Сказав это, привратник подошел к двери и спросил:
— Кто там стучит?
— Мы, Аполлония, — раздался ответ.
Дверь отворилась и целая толпа людей, закутанных в широкие и длинные плащи, судя по всему, не меньше пятидесяти человек, молча прошла во внутреннюю часть дворца. Тито Вецио с любопытством и горьким разочарованием наблюдал из своего темного угла за таинственной группой и с ужасом думал, что для этих подозрительных людей открыт весь дом его отца, между тем, как он прячется в сторожке привратника и не смеет пройти дальше. Лишь только вся эта странная толпа исчезла в доме, Тито, обращаясь к старому слуге, спросил:
— И это повторяется каждую ночь?
— Да, каждую ночь.
— Мне необходимо проникнуть в эту тайну.
— Эх, дитя мое, мой милый Тито, заклинаю тебя всеми богами, не вмешивайся в эти дела. Если тебе дорога жизнь, держись от всего этого подальше.

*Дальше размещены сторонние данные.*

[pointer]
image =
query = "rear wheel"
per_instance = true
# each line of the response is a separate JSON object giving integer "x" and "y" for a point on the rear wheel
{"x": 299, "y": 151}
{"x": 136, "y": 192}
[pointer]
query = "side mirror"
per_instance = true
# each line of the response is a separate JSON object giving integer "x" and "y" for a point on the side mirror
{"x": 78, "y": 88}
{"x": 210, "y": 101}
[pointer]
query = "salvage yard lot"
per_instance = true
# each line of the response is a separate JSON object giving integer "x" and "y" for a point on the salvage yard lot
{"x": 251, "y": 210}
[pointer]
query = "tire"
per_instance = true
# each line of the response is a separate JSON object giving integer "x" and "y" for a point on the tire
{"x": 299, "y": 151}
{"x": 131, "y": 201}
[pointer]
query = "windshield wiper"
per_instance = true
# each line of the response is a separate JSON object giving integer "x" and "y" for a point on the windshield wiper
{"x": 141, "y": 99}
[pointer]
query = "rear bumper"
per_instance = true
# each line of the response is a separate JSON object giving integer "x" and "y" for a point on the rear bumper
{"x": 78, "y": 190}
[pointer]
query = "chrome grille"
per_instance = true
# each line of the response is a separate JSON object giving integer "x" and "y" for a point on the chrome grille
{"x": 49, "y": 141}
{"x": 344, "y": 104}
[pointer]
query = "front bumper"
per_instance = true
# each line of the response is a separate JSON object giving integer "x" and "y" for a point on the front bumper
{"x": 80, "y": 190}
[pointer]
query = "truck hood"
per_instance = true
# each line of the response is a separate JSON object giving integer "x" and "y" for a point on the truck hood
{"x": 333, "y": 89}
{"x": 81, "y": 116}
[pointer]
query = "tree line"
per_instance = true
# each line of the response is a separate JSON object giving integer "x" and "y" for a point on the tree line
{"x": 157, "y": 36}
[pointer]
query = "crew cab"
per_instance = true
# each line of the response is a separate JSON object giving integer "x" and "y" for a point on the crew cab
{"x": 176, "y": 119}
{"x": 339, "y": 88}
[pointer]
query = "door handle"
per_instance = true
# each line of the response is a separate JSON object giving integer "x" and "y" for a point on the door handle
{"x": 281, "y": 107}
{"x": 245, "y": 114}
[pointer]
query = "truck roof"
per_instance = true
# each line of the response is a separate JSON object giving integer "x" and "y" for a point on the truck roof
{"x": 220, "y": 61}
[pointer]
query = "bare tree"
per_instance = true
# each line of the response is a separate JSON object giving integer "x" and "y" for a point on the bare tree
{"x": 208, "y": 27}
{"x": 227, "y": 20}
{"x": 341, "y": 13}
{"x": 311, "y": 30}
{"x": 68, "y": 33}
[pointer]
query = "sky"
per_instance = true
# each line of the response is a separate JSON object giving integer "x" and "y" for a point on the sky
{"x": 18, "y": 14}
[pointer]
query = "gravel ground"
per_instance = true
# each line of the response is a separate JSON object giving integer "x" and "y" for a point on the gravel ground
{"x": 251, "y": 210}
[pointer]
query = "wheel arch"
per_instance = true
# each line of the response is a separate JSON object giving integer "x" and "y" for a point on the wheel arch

— Но отец мне дороже жизни… Нет, какие бы таинственные дела ни происходили в доме моего отца, я не должен лезть не в свое дело… Слышишь, еще кто-то стучится. Неужели на подходе еще одна такая же толпа?
— Я слышу слова на каком-то иностранном языке, — заметил старик.
— А, тогда не беспокойся, это мой хороший приятель, — отвечал молодой человек, — он волнуется, все ли со мной в порядке. Прощай, мой старый друг и ты, мой дорогой Аргус, не забывший, как твой господин, будучи ребенком, копошился в твоей всклоченной шерсти. Прощай дом, в котором я провел так много счастливых, беззаботных лет. И ты, отец, прощай. Пусть будут безосновательны мои предчувствия и не сбудутся опасения. Бедная мать, как бы ты страдала, если бы увидела, в какое расстройство и запустение пришел твой дом, некогда счастливый и прекрасный. Ты думала, что достаточно принести жертву богам, чтобы загладить ошибку молодости. Но ни жалобы, ни жертвы богам не могут помешать дереву приносить свойственные только ему плоды, точно так же, как и вину быть причиной страданий и порождать новые, еще более тяжкие и пагубные последствия. Но довольно. Открой дверь, мой верный Марципор.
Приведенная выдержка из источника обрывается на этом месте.